I saw Coen Brothers’ new film Inside Llewyn Davis at Mumbai Film Festival in October. And i have been looping its soundtrack since then. The film has released in US now. i saw Noah Baumbach’s Frances Ha recently (Yes, yes, i know am late). And strangely, i have been connecting the dots between the two since that day. This is a perfect double bill. I was shouting out how come nobody was talking about this connect, and so this post. Though recently a friend pointed out a similar tweet by a film magazine editor too.
His name begins on strange note L-L. Her ends on funny note – Ha. He wants to sing. She wants to dance. Both have cat issues which starts their story. Both are in New York. And both have the same problem which they are struggling with – to find a roof above the head, and a bed to sleep.

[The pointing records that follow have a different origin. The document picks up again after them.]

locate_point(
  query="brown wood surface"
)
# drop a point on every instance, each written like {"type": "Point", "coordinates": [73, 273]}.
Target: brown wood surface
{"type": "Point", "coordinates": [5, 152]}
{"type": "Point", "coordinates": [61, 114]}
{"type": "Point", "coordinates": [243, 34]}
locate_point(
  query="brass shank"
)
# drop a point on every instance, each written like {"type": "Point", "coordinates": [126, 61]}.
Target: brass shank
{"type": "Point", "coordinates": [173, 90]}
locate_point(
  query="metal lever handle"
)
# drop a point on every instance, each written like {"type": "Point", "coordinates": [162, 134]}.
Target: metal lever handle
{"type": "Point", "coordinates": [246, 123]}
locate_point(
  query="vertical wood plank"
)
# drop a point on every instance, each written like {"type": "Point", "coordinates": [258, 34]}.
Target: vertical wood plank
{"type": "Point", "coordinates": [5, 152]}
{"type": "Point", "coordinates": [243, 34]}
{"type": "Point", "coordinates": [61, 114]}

Inside Llewyn Davis is a grim portrayal of a week in the folk singer’s life. His life is fucked up in more ways than one – career going nowhere, a pregnancy to deal with, family members who don’t mean much, a cat to take care of, and worst, not even a bed to fall asleep and forget all these worries. Is there anything worse than that? The world is hazy, and the weather is cold, gloomy, and depressing. It’s a heartbreaking story of an artist where music is the only comforting factor. In Bollywood dictionary, it’s the story of a struggler – a strange term to define any writer, director, actor, or anyone else who is trying his luck but still haven’t got the big break in the industry. As A O Scott wrote in this absolutely brilliant and spot on review of the film (and read the Coens like nobody has done in any ILD review) – “One of the insights of “Inside Llewyn Davis” is that hard work and talent do not always triumph in the end……We are, as a species, ridiculous: vain, ugly, selfish and self-deluding. But somehow, some of our attempts to take stock of this condition — our songs and stories and moving pictures, old and new — manage to be beautiful, even sublime” This city is full of such bleak stories. Yet that has never stopped anyone from becoming another Llewyn Davis, another eternal struggler. Ha!

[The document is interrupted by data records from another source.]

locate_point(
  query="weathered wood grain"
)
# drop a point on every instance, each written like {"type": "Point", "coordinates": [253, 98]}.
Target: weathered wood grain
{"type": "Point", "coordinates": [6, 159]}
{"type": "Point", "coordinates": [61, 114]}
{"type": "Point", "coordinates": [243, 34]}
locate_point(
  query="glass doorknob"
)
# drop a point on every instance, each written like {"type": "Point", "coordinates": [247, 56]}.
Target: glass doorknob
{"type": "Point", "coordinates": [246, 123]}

Frances Ha film is warmer, lighter and funnier than Llewyn Davis. But her life is no better. She is looking for the same comforts – a roof and a bed. Her dancing career is going nowhere, she has no job, no money, her best friend has moved on, she has just separated from her boyfriend, she is very “undateable”, and her family members are far away from her. Frances doesn’t know what to do with her life, and most importantly, how to do it.
Thanks to Coens’ taste for strange black humour, Llewyn’s life seems to be in never ending loop. Frances is lucky that way. Baumbach is not that cold. In a gorgeous climax which turns this film into one of the greatest films on friendship, Frances at least achieves little bit of happiness (not describing it to keep it spoiler free). And Llewyn just gets another hard punch on his face.

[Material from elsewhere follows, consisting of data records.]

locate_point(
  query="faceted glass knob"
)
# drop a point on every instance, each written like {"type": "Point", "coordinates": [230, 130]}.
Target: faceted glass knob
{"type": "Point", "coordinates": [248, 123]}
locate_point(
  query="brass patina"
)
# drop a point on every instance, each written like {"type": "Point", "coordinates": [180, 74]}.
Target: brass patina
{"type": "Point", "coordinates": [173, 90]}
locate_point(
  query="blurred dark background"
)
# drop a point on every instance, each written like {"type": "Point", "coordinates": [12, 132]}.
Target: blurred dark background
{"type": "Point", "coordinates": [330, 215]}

If you are an outsider living and “struggling” in Bombay to find an entry point in Bollywood, you will laugh and cry with this double bill. Too many similarities, and the big picture is too scary at times. A hassle free roof and a comforting bed are the most expensive and elusive things in this city. Just another day, a friend landed up in Bombay. And as it always happens, the first call was about good brokers who can help find that roof and bed. Or you point them to the Flats Without Brokers FB group. Just two days later, she decided to pack her bags and went back to the city from where she came. i don’t know the reasons yet, didn’t bother to ask too. But it made me ponder over many such friends who have come to this city, struggled their way, and have found थोड़ा सा आसमान and a small corner for their bed. If i call it the “Llewyn Davis Condition”, then the comfort syrup can be called “Frances Ha” – strangers who are in similar situation like yours, who have left their roots for similar dreams, who become your family soon, and with whom you develop a bond so strong that it’s impossible to believe that you never grew up with these friends. Where were they all this while? How did you survive without them for so long?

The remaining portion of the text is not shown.